Investigadores con mayor coraje se atrevieron a romper con las normas vigentes y tomando como punto de partida situaciones concretas y vivenciadas en lo cotidiano (un partido de fútbol, por ejemplo), ubicaron el acontecer psicológico en una nueva dimensión: lo social. Tal el descubrimiento de Herbert Mead, que concibió al hombre como un ser habitado y dinamizado por las imágenes de la realidad externa, que al ser incorporadas y actuadas en el interior, revisten en cada uno de nosotros una forma personal y se transforman en el signo de nuestra identidad. La vieja oposición entre el individuo y sociedad se resuelve entonces en este nuevo campo (el de la Psicología Social) en la que sólo existe el hombre en situación. Pero tal síntesis teórica se enfrenta en la acción con elementos aparentemente antagónicos, como pueden serlo la determinación mecánica por lo social, de un lado, y la libertad individual, del otro; es decir, la imitación y la creación.
Lo primero
engendra un peligro: la alienación; lo segundo desencadena un temor: el miedo a
la libertad.
La Psicología
Social se esfuerza por salvar en cada hombre ese conflicto que lo desgarra
interiormente, capacitándolo para integrar su individualidad, su
"mismidad" con ese mundo social a que pertenece y que lo habita.
La labor del
investigador social consiste en indagar las dificultades que cada sujeto tiene
en un grupo determinado, que puede ser su familia, la empresa donde trabaja, la
comunidad a la que pertenece. Esto da lugar a los distintos niveles de
investigación.
El campo de
acción del psicólogo social es el de los miedos; su tarea es esclarecer su
origen y el carácter irracional de los mismos, los que en última instancia
pueden ser reducidos a dos: el miedo a la pérdida y el miedo al ataque. Ambos
se alimentan en un clima socioeconómico cuyo común denominador es la
inseguridad básica, vinculada con la incertidumbre que rodea a los medios de
subsistencia y que constituyen el cortejo obligatorio de la moderna
organización industrial. En particular, esta inseguridad se refiere a la
limitada oportunidad de ocupación, a los escasos ingresos, al paro, a la
enfermedad, a la vejez. Esta ansiedad, cuando es vivida en forma grupal,
adquiere las características del temor a la muerte y a la desintegración
familiar. Lo que trata de lograr el psicólogo social a través de su tarea es el
reajuste de los mecanismos de seguridad, que se expresan como situación de
encontrarse a salvo, con defensas frente al azar.

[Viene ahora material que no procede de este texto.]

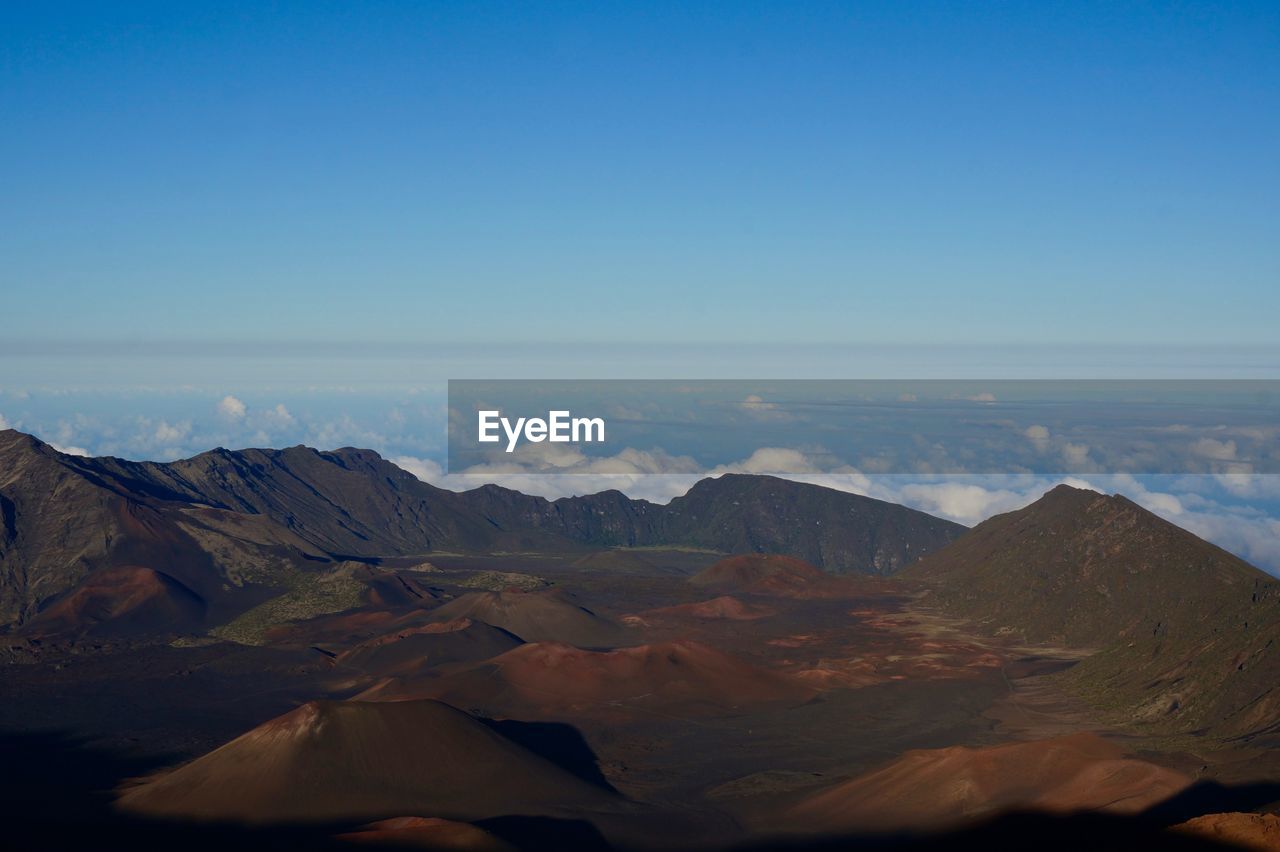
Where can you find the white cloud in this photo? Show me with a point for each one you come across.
(1077, 457)
(170, 434)
(1038, 436)
(759, 408)
(277, 417)
(232, 407)
(69, 450)
(1215, 449)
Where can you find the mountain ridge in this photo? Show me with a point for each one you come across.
(225, 520)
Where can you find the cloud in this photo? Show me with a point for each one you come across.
(1215, 449)
(759, 408)
(1038, 436)
(232, 408)
(69, 450)
(170, 434)
(278, 417)
(1077, 457)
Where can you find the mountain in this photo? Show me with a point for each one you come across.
(425, 646)
(947, 787)
(63, 517)
(553, 681)
(837, 531)
(768, 575)
(534, 617)
(225, 521)
(352, 760)
(1185, 633)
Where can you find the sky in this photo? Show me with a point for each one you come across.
(662, 174)
(264, 224)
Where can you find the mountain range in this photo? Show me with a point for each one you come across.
(224, 525)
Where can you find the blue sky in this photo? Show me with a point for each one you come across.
(246, 224)
(653, 173)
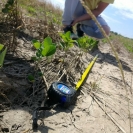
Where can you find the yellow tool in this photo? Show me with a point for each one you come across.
(86, 72)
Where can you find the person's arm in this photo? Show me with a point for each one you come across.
(96, 12)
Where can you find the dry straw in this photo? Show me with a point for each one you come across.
(113, 49)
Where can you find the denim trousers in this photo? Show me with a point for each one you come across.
(74, 9)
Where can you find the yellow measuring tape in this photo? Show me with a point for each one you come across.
(86, 72)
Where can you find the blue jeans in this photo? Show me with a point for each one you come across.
(74, 9)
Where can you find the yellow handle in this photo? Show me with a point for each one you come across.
(86, 72)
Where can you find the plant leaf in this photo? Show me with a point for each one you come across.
(1, 46)
(2, 57)
(49, 50)
(31, 78)
(36, 44)
(47, 41)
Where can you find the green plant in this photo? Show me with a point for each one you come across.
(9, 6)
(87, 43)
(66, 41)
(31, 10)
(44, 49)
(3, 51)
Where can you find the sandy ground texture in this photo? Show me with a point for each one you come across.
(103, 104)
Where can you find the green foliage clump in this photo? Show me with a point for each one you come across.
(3, 51)
(8, 6)
(46, 48)
(66, 40)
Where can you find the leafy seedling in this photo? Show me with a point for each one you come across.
(66, 41)
(3, 51)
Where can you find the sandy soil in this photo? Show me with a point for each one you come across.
(101, 106)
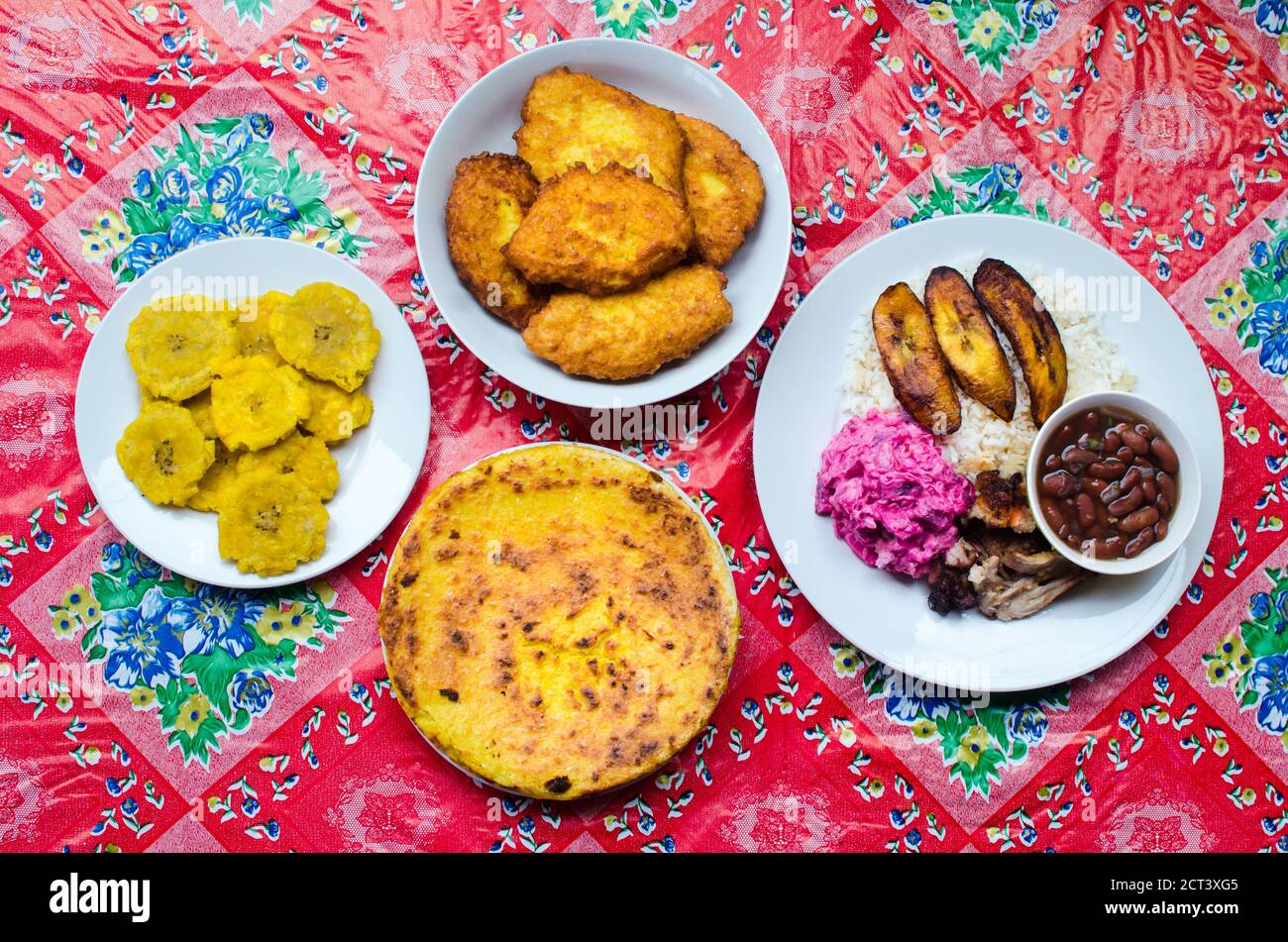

Habitualmente ese concepto se
refiere a las condiciones económicas. La seguridad social implica la certeza de
haberse liberado de los fantasmas de la miseria, la desocupación, la vejez y la
muerte.
Dentro de ese
clima de inseguridad que toma el psicólogo social como campo de su tarea, sufrirá
impactos provenientes en forma también de incertidumbre, ligadas a su historia
personal por un lado y, por el otro, a la desconfianza o actitud doble del
contratante que le adjudica una omnipotencia excesiva en la resolución de los
problemas y, simultáneamente, mantiene una desconfianza crónica frente a los
resultados que tratará siempre de interpretar como productos del azar. El
psicólogo social tendrá entonces que vencer fuertes resistencias provenientes
de sí mismo y de los otros, y podrá superar este cerco de ansiedades y
desconfianzas con una buena instrumentación.
Es decir, ser
psicólogo social es tener un oficio, que debe ser aprendido, ya que no se nace
con esa posibilidad. Sólo cuando puede resolver sus propias ansiedades y sus
perturbaciones en la comunicación con los demás puede lograr una correcta
interpretación de los conflictos ajenos. En la medida en que el sujeto dispone
de un buen instrumento de trabajo, resuelve inseguridad; recién entonces es un
operador social eficiente.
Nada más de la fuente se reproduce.